Leadlight Gamma finally gets all its text to speech power (thanks Gargoyle)

Happy new year, Planet IF folk.

Today I updated all of the download bundles, websites and docs for Leadlight Gamma in light of the arrival of the 2019 version of the Gargoyle IF interpreter. This means that finally, four years after I released it, Leadlight Gamma now supports text to speech on Macs the way it's always supported it on PCs, at least on MacOS 10.13+

I'm disproportionately pleased about this because I released Leadlight Gamma in 2015 with a thorough screen reader mode. It might have been the first parser game to have such a mode, though I'm not sure. At the time, I talked about issues I encountered and feedback I received at. The IFTF was recently able to investigate and report on accessibility issues in IF with the aid of a lot more empirical research.

Unfortunately, the benefits of LLG's screen reader mode couldn't be exploited on any Mac at the time of the game's release.

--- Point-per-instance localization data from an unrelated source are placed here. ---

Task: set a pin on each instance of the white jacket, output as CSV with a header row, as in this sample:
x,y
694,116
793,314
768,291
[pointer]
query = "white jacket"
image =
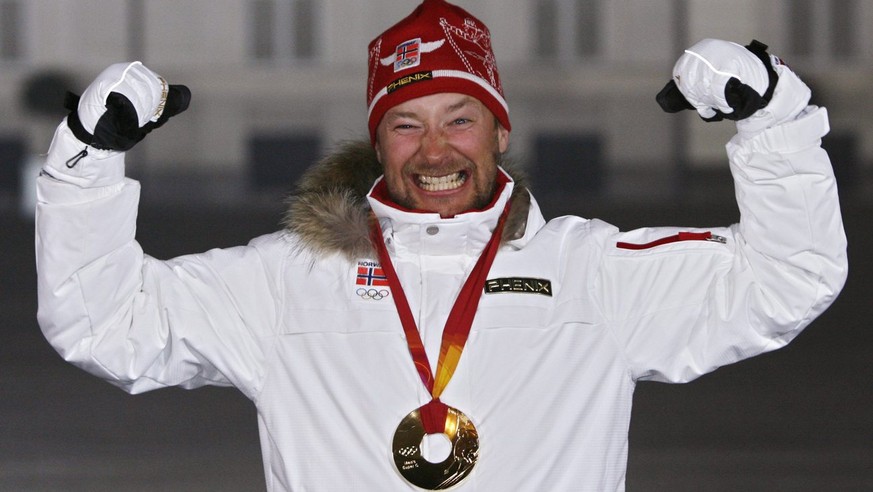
x,y
548,380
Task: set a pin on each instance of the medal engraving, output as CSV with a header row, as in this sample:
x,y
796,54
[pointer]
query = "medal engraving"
x,y
436,476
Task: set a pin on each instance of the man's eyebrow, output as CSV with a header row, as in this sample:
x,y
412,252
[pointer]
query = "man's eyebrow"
x,y
400,114
460,104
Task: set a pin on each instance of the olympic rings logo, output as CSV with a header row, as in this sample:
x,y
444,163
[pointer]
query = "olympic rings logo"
x,y
374,294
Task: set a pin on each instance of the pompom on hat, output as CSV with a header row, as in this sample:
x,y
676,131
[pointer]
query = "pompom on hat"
x,y
439,47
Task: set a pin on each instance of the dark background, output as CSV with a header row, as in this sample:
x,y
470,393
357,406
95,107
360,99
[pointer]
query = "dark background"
x,y
795,419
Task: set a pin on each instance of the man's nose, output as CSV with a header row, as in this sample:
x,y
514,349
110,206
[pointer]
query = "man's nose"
x,y
434,145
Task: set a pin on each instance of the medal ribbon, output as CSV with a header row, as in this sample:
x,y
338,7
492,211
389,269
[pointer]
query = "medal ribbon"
x,y
457,329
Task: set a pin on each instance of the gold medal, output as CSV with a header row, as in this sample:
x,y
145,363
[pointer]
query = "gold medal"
x,y
436,417
435,476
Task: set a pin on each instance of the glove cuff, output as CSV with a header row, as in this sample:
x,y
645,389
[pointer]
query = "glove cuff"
x,y
790,97
74,162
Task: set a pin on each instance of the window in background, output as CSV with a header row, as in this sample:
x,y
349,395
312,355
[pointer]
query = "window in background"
x,y
826,30
567,29
283,30
10,34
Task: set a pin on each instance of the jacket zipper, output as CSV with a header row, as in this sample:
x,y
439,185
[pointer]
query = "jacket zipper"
x,y
682,236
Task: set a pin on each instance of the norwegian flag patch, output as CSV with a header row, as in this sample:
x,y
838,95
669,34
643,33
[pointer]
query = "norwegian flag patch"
x,y
407,54
370,273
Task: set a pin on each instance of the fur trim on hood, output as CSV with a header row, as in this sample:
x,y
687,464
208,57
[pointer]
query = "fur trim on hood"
x,y
330,214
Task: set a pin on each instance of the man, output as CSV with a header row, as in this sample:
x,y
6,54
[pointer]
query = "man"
x,y
435,299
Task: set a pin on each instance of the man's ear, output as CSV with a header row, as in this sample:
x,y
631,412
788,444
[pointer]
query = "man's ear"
x,y
502,138
378,149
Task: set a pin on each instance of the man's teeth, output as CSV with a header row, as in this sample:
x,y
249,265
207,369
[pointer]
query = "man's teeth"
x,y
442,183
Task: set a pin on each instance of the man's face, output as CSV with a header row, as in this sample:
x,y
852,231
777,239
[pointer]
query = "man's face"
x,y
439,153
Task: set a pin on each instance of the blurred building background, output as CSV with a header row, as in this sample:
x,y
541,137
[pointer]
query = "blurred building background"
x,y
276,83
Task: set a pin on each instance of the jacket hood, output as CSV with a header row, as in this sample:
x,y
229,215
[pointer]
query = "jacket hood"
x,y
329,213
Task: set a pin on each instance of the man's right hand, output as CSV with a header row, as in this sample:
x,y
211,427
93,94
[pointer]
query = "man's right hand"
x,y
123,104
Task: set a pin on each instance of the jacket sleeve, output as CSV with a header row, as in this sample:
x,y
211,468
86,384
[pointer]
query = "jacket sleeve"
x,y
681,309
138,322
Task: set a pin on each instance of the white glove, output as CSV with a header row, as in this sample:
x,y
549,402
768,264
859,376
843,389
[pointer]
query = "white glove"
x,y
123,104
723,80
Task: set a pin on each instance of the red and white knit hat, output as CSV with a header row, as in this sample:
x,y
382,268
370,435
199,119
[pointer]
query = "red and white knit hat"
x,y
439,47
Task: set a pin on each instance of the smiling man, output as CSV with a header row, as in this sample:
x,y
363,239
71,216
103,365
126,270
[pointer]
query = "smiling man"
x,y
417,323
439,153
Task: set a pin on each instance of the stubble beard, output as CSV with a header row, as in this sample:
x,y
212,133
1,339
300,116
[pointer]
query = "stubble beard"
x,y
482,197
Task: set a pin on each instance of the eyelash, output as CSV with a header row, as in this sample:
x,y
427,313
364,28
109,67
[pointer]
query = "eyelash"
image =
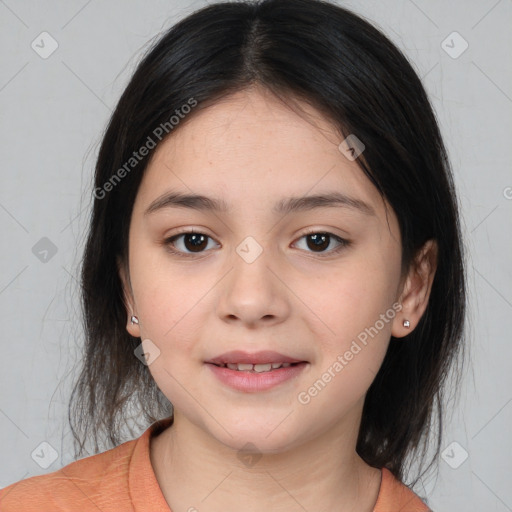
x,y
342,241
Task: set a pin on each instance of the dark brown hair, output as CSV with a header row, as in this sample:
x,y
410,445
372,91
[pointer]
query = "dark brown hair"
x,y
321,53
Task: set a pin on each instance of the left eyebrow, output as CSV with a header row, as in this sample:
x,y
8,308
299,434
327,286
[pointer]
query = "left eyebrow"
x,y
285,206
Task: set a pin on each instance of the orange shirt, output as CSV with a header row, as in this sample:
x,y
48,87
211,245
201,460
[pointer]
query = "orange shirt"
x,y
122,480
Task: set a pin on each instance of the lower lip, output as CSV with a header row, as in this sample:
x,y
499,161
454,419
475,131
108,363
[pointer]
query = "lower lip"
x,y
251,382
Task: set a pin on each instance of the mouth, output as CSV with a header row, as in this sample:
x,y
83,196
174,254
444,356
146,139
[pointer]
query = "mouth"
x,y
262,361
256,368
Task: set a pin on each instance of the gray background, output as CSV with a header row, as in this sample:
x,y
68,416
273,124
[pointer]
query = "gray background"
x,y
53,112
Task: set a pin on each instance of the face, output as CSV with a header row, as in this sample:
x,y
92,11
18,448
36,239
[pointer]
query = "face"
x,y
316,285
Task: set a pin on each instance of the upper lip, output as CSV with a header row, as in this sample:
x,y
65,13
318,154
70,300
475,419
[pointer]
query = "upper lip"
x,y
265,356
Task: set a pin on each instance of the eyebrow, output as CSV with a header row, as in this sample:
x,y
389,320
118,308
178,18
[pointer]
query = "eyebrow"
x,y
288,205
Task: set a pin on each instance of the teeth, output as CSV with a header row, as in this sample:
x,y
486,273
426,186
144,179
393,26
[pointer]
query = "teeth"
x,y
262,367
256,367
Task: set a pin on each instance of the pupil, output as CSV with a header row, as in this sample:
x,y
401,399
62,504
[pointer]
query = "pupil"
x,y
197,241
321,239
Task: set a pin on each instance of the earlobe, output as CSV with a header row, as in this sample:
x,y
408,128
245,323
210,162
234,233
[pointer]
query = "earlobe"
x,y
132,323
416,292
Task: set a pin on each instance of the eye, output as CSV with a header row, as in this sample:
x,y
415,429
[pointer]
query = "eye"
x,y
191,241
319,240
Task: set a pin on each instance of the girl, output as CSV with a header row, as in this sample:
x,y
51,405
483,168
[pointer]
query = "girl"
x,y
273,275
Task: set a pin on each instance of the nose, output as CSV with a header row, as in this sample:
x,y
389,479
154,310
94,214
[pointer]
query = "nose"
x,y
253,292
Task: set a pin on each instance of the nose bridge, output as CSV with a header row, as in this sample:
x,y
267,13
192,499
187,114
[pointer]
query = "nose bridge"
x,y
252,292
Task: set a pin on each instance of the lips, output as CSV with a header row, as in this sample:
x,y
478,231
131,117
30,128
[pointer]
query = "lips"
x,y
256,358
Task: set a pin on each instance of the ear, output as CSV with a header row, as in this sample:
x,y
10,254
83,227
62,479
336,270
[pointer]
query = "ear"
x,y
133,329
416,289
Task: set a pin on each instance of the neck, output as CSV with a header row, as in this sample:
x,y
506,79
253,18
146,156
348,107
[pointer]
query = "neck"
x,y
196,472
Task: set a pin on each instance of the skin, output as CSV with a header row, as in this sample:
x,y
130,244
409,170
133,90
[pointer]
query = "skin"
x,y
252,151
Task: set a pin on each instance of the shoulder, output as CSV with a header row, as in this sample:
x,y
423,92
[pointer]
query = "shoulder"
x,y
394,496
91,483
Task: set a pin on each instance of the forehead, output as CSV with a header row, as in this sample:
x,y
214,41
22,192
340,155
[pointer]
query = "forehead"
x,y
251,148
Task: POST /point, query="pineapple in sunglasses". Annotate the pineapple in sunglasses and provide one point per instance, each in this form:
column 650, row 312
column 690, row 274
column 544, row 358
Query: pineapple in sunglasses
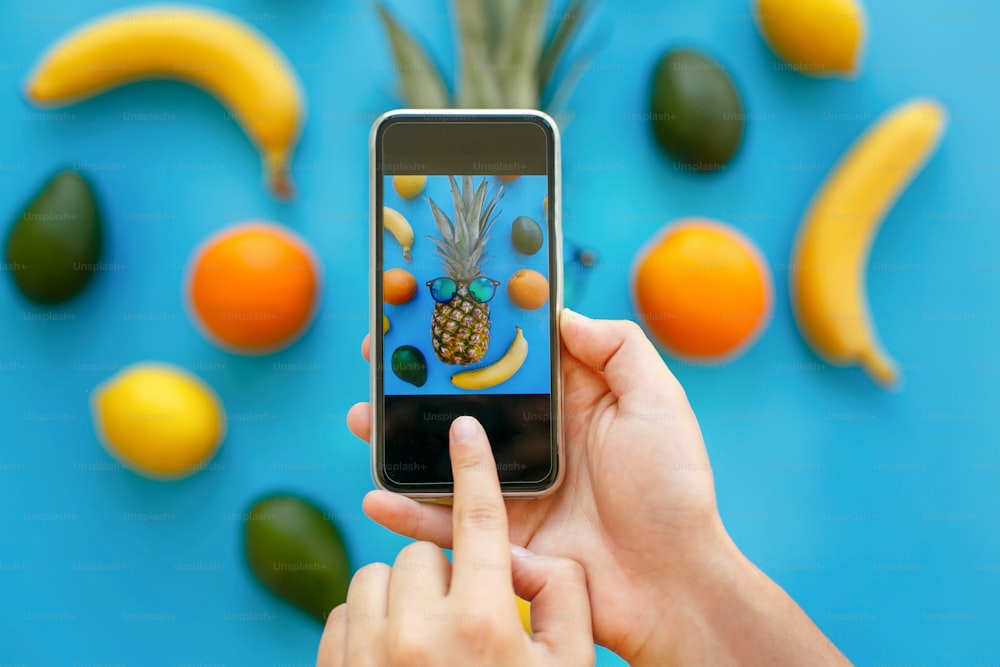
column 460, row 328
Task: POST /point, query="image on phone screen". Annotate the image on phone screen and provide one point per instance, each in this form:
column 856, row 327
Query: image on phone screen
column 468, row 313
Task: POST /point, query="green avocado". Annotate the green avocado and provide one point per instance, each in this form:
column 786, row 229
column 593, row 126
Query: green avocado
column 297, row 553
column 696, row 111
column 409, row 365
column 53, row 249
column 526, row 235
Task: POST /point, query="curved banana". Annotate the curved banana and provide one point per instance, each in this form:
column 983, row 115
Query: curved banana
column 399, row 227
column 210, row 49
column 830, row 256
column 499, row 371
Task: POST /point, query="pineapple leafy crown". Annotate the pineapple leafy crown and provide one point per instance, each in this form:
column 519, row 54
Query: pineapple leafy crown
column 462, row 243
column 506, row 61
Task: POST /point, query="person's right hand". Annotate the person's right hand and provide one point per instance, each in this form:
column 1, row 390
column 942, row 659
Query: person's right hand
column 637, row 506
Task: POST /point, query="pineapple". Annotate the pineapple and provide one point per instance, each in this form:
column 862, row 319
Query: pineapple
column 460, row 328
column 506, row 60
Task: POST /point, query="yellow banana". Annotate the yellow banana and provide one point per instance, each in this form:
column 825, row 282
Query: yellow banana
column 209, row 49
column 499, row 371
column 830, row 256
column 399, row 227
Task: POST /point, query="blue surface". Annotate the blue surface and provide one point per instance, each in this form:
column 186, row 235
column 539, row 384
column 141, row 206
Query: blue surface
column 411, row 322
column 877, row 511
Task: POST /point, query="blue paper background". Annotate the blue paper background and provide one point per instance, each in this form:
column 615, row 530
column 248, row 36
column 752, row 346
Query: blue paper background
column 411, row 322
column 877, row 511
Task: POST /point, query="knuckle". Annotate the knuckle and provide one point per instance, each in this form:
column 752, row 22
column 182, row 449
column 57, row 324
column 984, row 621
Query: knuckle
column 411, row 647
column 483, row 515
column 631, row 329
column 370, row 572
column 336, row 616
column 480, row 633
column 570, row 571
column 417, row 551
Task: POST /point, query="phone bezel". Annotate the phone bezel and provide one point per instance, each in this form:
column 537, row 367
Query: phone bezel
column 554, row 168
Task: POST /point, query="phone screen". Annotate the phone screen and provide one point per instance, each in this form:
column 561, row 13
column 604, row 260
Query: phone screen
column 468, row 312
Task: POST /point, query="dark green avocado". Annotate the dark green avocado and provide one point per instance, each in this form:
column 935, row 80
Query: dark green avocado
column 695, row 110
column 53, row 249
column 297, row 553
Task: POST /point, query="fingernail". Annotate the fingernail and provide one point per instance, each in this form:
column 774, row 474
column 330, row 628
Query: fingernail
column 520, row 552
column 464, row 429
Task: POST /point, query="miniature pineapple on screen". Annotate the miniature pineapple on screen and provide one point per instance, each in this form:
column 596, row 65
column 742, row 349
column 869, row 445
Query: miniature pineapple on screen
column 460, row 328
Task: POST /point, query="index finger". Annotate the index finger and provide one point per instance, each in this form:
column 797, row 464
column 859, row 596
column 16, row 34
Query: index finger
column 481, row 543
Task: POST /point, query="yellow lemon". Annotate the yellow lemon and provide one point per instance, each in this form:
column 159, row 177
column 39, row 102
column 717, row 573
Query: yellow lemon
column 819, row 38
column 409, row 187
column 158, row 420
column 524, row 610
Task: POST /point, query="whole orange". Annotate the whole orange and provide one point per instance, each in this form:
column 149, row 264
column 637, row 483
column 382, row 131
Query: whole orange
column 528, row 289
column 254, row 288
column 702, row 290
column 398, row 286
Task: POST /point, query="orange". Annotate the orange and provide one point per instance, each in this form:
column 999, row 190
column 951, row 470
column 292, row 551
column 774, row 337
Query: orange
column 702, row 290
column 254, row 287
column 528, row 289
column 398, row 286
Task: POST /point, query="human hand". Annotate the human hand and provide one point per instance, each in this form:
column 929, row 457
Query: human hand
column 426, row 610
column 637, row 506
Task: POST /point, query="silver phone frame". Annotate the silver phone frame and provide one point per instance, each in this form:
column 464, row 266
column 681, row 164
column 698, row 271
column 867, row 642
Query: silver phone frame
column 557, row 270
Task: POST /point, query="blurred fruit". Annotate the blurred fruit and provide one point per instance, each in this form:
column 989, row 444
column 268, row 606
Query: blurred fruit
column 212, row 50
column 524, row 611
column 499, row 371
column 409, row 365
column 398, row 286
column 828, row 265
column 400, row 228
column 696, row 112
column 254, row 288
column 820, row 38
column 702, row 290
column 294, row 549
column 528, row 289
column 158, row 420
column 54, row 247
column 409, row 187
column 526, row 235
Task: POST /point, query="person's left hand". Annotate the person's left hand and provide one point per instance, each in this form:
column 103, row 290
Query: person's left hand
column 426, row 610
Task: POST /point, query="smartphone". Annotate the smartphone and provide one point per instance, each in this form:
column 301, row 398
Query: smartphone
column 466, row 290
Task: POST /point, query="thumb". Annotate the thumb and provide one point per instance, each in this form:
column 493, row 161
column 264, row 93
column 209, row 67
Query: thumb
column 560, row 606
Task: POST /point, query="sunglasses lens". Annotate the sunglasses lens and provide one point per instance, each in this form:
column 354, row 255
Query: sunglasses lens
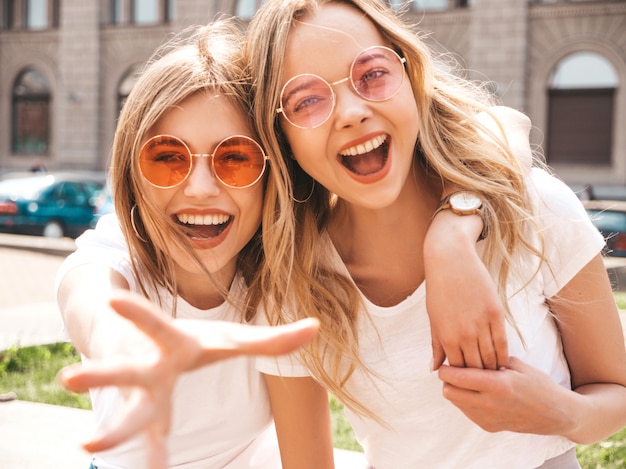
column 164, row 161
column 307, row 100
column 239, row 162
column 377, row 73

That problem is now gone, leaving the game in the best "almost everything about it is how I wanted it to be in the first place" situation it's ever been in.

I just read Andrew Plotkin's blog post about his iOS IF interpreter framework reaching the end of its life cycle. I was thinking about similar software maintenance issues when I reviewed how all my emulation solutions for playing the original Apple II Leadlight were travelling, today.

On the PC side, everything's going great. The ActiveGS emulation kit is still pretty much a "double click the app and you're playing" solution.

On the Mac side, MacOS Catalina's arrival means the end of both the free Mac paths. ActiveGS is a 32-bit app and so is Sweet16, so both emulators are broken under Catalina. Frankly, all that's left is Virtual II. And I don't mean that Virtual II is bad — au contraire, it's a magnificent emulator of Apple IIs — but it's commercial.

I probably shouldn't be complaining. It just gives folks more reason to buy Leadlight Gamma.